Un groupe de manifestants portait une pancarte sur laquelle on lisait: «Tant qu'il y aura un seul soldat ou un colon juif qui appuie sur la détente, nous devrons riposter de la même façon. S'ils appuient sur la détente avec un doigt, nous devrions nous servir de dix doigts.» En dehors de quelques manifestations appelant à la poursuite de la lutte ces trois derniers jours dans la bande de Gaza, les célébrations ont été assez rares.

Les espoirs de paix sont minces et la «feuille de route» pour la paix du «Quartet» de médiateurs internationaux est bloquée, chacun des deux camps estimant que c'est à l'autre de faire le premier pas pour sa mise en oeuvre.

«Nous voulons la paix, mais c'est dur d'y croire. L'époque où il était possible de faire quelque chose est passée. S'en prendre à eux ne servirait à rien désormais. Ils attaqueraient encore, tout simplement», déclare Yuri Abayev, un chauffeur de taxi israélien.

«Au bout du compte, nous sommes des personnes sous occupation, à laquelle il faut résister. Il peut y avoir des désaccords sur les moyens de la résistance mais il faut résister», estime pour sa part Bassam Zakarneh, un Palestinien de 36 ans.

Si la plupart des Palestiniens interrogés par Reuters disent vouloir la poursuite de la résistance à l'occupation israélienne en Cisjordanie et dans la bande de Gaza, les points de vue diffèrent en effet sur les formes que devrait prendre cette action. De nombreux Palestiniens sont opposés aux attentats suicide en Israël, mais soutiennent les attaques contre l'armée israélienne et les colonies juives en Cisjordanie et à Gaza.

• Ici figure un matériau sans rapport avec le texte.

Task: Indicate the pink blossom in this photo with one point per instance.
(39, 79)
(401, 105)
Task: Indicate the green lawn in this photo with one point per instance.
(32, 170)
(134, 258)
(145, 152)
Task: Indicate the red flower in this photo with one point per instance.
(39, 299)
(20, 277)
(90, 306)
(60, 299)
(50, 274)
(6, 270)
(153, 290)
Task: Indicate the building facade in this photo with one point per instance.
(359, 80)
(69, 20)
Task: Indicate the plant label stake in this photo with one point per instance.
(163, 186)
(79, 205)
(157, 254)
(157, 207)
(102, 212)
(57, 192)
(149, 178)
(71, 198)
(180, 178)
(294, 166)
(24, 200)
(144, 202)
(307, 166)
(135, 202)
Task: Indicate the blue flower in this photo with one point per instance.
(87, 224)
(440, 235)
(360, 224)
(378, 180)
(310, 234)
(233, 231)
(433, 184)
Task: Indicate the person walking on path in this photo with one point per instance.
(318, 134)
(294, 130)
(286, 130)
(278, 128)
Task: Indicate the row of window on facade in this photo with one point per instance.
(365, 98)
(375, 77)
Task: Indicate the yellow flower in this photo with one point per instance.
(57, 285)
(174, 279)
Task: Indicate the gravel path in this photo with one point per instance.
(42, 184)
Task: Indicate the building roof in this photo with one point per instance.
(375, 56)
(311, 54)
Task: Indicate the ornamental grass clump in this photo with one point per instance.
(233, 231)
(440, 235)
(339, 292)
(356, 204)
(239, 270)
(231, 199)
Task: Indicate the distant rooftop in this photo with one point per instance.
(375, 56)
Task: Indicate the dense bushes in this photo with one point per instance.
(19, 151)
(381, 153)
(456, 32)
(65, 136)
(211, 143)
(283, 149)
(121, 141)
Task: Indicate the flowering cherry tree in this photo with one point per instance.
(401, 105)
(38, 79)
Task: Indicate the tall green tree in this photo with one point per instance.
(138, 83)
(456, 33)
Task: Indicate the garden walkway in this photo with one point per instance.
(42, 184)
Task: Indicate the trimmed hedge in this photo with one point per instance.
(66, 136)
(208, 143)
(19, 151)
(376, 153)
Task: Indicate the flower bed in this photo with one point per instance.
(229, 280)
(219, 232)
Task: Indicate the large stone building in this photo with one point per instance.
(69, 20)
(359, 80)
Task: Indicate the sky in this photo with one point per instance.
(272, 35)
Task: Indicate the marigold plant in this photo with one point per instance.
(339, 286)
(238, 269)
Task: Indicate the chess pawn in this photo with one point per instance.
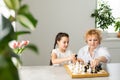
(77, 64)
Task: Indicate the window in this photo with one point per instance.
(114, 5)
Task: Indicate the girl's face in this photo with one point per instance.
(92, 41)
(63, 43)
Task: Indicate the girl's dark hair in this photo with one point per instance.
(59, 36)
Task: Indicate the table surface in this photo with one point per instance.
(59, 73)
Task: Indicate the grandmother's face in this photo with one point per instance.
(92, 41)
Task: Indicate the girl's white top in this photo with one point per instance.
(60, 54)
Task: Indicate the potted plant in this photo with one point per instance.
(103, 15)
(8, 71)
(117, 26)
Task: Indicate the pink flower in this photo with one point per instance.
(18, 47)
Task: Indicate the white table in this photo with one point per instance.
(59, 73)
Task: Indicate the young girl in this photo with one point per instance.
(60, 55)
(93, 52)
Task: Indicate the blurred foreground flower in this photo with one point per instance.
(18, 47)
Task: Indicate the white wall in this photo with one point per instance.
(71, 16)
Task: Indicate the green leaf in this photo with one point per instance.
(32, 47)
(12, 4)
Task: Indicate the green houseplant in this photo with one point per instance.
(117, 26)
(103, 15)
(8, 71)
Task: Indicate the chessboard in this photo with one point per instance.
(82, 74)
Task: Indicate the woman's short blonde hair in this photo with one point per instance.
(94, 32)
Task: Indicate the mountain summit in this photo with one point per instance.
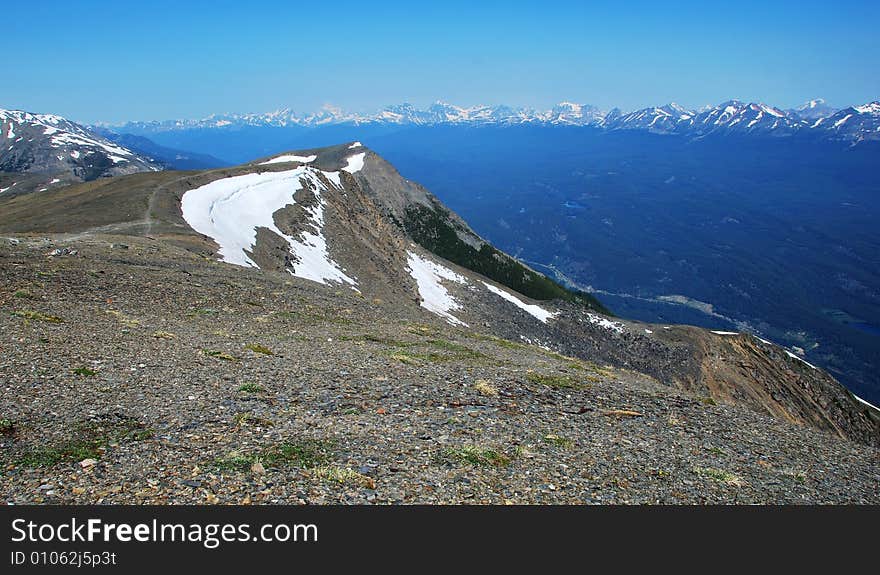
(344, 218)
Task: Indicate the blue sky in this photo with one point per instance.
(116, 61)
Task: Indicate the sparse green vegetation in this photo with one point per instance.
(334, 474)
(257, 348)
(434, 230)
(252, 388)
(306, 453)
(234, 462)
(7, 426)
(556, 381)
(719, 475)
(218, 354)
(476, 456)
(38, 316)
(484, 387)
(243, 418)
(558, 440)
(87, 440)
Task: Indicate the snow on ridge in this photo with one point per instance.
(290, 158)
(230, 210)
(535, 310)
(860, 400)
(605, 323)
(435, 297)
(355, 163)
(790, 354)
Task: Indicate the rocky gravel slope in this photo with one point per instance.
(134, 371)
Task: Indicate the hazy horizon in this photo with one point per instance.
(193, 60)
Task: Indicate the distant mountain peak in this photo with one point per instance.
(52, 144)
(731, 116)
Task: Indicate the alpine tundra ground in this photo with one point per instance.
(132, 371)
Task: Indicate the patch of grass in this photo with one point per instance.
(719, 475)
(558, 440)
(87, 441)
(476, 456)
(234, 462)
(7, 426)
(257, 348)
(251, 419)
(422, 329)
(483, 387)
(252, 388)
(342, 475)
(218, 354)
(386, 341)
(306, 453)
(124, 319)
(505, 343)
(38, 316)
(458, 351)
(555, 381)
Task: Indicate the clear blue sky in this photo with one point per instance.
(115, 61)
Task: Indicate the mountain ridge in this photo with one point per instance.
(732, 116)
(339, 216)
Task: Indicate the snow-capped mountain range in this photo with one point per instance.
(856, 123)
(46, 143)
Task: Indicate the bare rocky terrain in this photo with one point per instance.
(137, 371)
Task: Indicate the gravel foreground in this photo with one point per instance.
(132, 371)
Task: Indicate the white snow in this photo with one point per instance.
(290, 158)
(355, 163)
(435, 297)
(790, 354)
(537, 311)
(860, 400)
(872, 108)
(841, 121)
(230, 210)
(606, 323)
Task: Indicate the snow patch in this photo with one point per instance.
(860, 400)
(537, 311)
(231, 209)
(290, 158)
(355, 163)
(435, 297)
(605, 323)
(790, 354)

«Les Palestiniens doivent revenir au caractère populaire de la résistance à l'occupation. Les attentats suicide nuisent à notre cause», estime Hani al-Masri, un éditorialiste palestinien, qui évoque les grandes manifestations qui avaient marqué le début de la deuxième intifada.

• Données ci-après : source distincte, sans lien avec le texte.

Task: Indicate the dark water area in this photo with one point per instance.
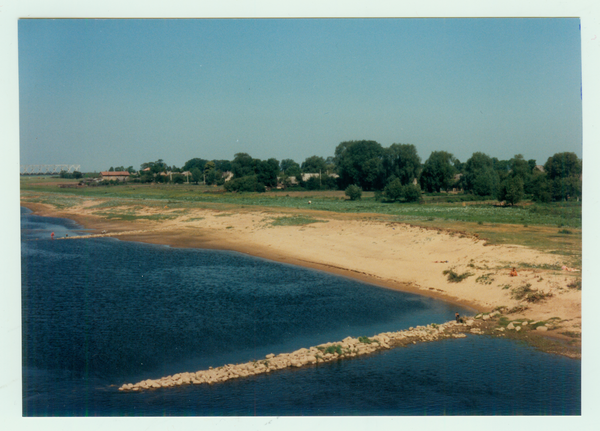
(97, 313)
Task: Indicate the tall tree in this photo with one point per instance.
(360, 163)
(243, 165)
(480, 176)
(401, 161)
(314, 164)
(438, 172)
(194, 163)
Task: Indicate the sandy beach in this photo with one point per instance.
(366, 247)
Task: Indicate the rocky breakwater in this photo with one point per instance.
(346, 349)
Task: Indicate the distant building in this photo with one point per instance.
(115, 176)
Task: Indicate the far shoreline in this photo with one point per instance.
(212, 244)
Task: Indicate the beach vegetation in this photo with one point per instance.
(526, 293)
(298, 220)
(353, 192)
(453, 277)
(438, 172)
(485, 278)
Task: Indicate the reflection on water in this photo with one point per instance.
(101, 312)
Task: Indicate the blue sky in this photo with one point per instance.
(104, 93)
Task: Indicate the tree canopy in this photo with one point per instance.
(438, 172)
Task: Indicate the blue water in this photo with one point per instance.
(98, 313)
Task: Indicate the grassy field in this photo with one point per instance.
(554, 228)
(567, 215)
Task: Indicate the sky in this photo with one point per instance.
(106, 92)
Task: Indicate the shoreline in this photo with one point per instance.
(248, 231)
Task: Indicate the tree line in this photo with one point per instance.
(395, 172)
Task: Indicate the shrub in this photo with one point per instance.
(353, 192)
(453, 277)
(526, 293)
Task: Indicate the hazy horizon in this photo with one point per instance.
(102, 92)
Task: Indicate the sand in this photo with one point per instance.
(366, 247)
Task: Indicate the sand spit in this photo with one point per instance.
(368, 247)
(346, 349)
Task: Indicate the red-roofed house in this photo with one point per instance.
(117, 175)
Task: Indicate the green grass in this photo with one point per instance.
(565, 214)
(525, 292)
(485, 279)
(453, 277)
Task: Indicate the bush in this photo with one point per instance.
(411, 193)
(353, 192)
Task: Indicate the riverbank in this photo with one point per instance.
(367, 247)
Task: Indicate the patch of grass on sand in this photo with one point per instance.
(453, 277)
(298, 220)
(193, 219)
(132, 216)
(525, 292)
(485, 279)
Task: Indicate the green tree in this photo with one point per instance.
(438, 172)
(353, 192)
(243, 165)
(511, 190)
(209, 166)
(394, 191)
(540, 187)
(562, 165)
(314, 164)
(194, 163)
(411, 193)
(267, 171)
(402, 162)
(360, 163)
(482, 174)
(196, 175)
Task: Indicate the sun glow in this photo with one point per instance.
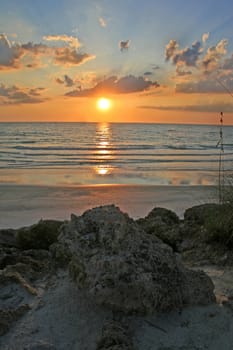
(103, 104)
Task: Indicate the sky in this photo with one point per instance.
(165, 61)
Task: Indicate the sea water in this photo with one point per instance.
(111, 153)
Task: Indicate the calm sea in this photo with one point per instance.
(92, 153)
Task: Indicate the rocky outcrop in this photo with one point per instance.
(126, 269)
(115, 336)
(164, 224)
(38, 236)
(10, 315)
(198, 215)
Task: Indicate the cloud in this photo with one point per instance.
(182, 73)
(228, 63)
(214, 55)
(187, 56)
(206, 86)
(12, 55)
(68, 82)
(102, 22)
(113, 85)
(17, 95)
(205, 37)
(208, 107)
(9, 55)
(72, 41)
(68, 56)
(155, 67)
(124, 45)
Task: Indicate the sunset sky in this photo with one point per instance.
(156, 61)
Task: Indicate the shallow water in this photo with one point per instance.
(92, 153)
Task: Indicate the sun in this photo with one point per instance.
(103, 104)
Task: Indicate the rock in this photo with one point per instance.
(38, 236)
(126, 269)
(164, 224)
(8, 238)
(197, 215)
(115, 336)
(9, 316)
(41, 345)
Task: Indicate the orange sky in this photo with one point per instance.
(157, 64)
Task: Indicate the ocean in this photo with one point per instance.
(111, 153)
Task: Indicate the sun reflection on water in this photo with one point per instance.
(103, 150)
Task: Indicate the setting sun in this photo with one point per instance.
(103, 104)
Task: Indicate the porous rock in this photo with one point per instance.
(126, 269)
(9, 316)
(115, 336)
(164, 224)
(38, 236)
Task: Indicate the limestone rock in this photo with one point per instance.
(8, 316)
(126, 269)
(164, 224)
(8, 238)
(115, 336)
(38, 236)
(197, 215)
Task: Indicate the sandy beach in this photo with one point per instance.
(23, 205)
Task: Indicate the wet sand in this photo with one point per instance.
(23, 205)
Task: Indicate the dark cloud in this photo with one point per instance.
(187, 56)
(206, 86)
(124, 45)
(113, 85)
(211, 107)
(17, 95)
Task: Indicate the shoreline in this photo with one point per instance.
(23, 205)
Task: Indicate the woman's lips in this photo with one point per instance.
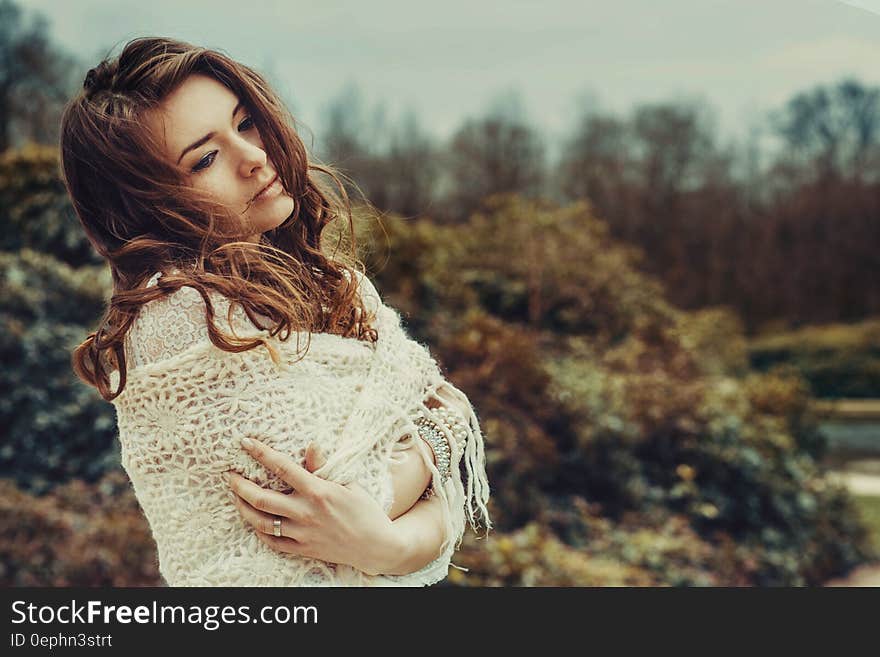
(270, 190)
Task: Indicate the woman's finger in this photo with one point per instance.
(282, 544)
(282, 465)
(268, 500)
(264, 523)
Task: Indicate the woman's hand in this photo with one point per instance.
(319, 519)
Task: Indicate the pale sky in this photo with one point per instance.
(448, 61)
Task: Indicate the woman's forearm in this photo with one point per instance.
(410, 477)
(420, 535)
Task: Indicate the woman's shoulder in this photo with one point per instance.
(369, 294)
(169, 325)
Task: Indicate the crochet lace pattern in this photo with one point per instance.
(187, 404)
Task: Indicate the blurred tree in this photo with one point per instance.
(35, 79)
(499, 153)
(832, 132)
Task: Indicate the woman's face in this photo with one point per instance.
(210, 136)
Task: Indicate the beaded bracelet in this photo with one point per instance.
(439, 441)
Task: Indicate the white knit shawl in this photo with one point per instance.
(187, 404)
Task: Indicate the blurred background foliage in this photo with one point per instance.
(643, 326)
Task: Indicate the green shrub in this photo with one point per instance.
(838, 360)
(35, 211)
(54, 427)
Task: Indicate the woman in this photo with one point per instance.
(188, 177)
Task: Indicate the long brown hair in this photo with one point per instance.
(142, 218)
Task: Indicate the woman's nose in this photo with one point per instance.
(252, 157)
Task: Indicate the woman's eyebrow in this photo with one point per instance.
(208, 136)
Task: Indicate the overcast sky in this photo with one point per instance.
(448, 61)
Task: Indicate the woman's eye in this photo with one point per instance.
(206, 161)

La dernière attaque remonte à la semaine dernière, lorsqu'un activiste palestinien s'était introduit dans une colonie juive et avait tué un homme et un bébé.

Mahmoud Hamedan avait été récemment libéré, après avoir passé 14 mois dans une prison israélienne. Son oncle, Nassar Hamedan, a précisé à Reuters qu'il appartenait au Djihad islamique.

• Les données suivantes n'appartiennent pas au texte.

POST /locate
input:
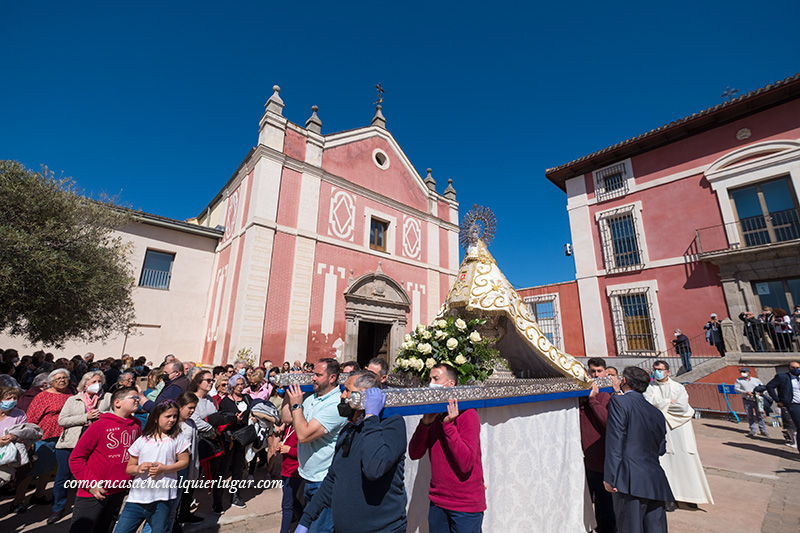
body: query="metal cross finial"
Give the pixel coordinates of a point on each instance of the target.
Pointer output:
(729, 93)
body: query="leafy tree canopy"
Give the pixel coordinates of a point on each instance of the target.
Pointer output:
(64, 274)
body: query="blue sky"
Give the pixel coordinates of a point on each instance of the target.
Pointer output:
(158, 103)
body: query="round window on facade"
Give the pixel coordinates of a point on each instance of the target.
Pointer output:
(380, 158)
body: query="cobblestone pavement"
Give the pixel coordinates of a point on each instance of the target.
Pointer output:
(755, 483)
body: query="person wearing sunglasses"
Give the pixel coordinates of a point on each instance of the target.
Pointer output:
(368, 467)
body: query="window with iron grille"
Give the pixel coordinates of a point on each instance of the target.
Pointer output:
(544, 309)
(377, 234)
(611, 182)
(634, 323)
(620, 239)
(157, 270)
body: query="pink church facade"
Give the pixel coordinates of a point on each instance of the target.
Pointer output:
(697, 217)
(333, 246)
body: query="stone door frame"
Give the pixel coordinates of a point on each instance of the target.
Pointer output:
(375, 297)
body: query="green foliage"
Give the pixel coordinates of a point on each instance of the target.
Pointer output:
(63, 273)
(452, 341)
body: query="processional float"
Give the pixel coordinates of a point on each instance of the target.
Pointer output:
(528, 407)
(534, 369)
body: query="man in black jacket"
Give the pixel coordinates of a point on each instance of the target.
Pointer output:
(368, 467)
(175, 384)
(635, 438)
(753, 330)
(785, 388)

Les Israéliens sont eux-aussi divisés sur les moyens de gérer l'intifada même si les opinions se sont peu à peu radicalisées.

«Nous devons nous préparer à la guerre pour conquérir tous les territoires [palestiniens]», explique, un fusil à l'épaule, Arnon, un colon juif de 26 ans qui se dit par ailleurs favorable à la construction de la «clôture de sécurité» actuellement en cours en Cisjordanie et que les Palestiniens qualifient de «mur de Berlin» qui empiète sur leurs territoires.

Dans les deux camps, certains pensent que la solution viendra de l'extérieur et qu'il faudrait que des observateurs internationaux soient envoyés dans la région.

D'autres s'en remettent à Dieu. «Le Messie va venir. Nous devons juste espérer et prier», pense ainsi une jeune fille de 16 ans qui vit dans une colonie juive en Cisjordanie.

D'autres encore, mais ils sont très peu, restent optimistes. «Je suis optimiste. Je n'ai aucun doute. Je pense que nous obtiendrons la paix si nous attendons patiemment», affirme Dvora Halevy, une institutrice israélienne de 40 ans.

Le responsable palestinien des négociations de paix, Saëb Erekat, a annoncé hier qu'un nouveau gouvernement palestinien dirigé par Ahmed Koreï devrait être approuvé cette semaine.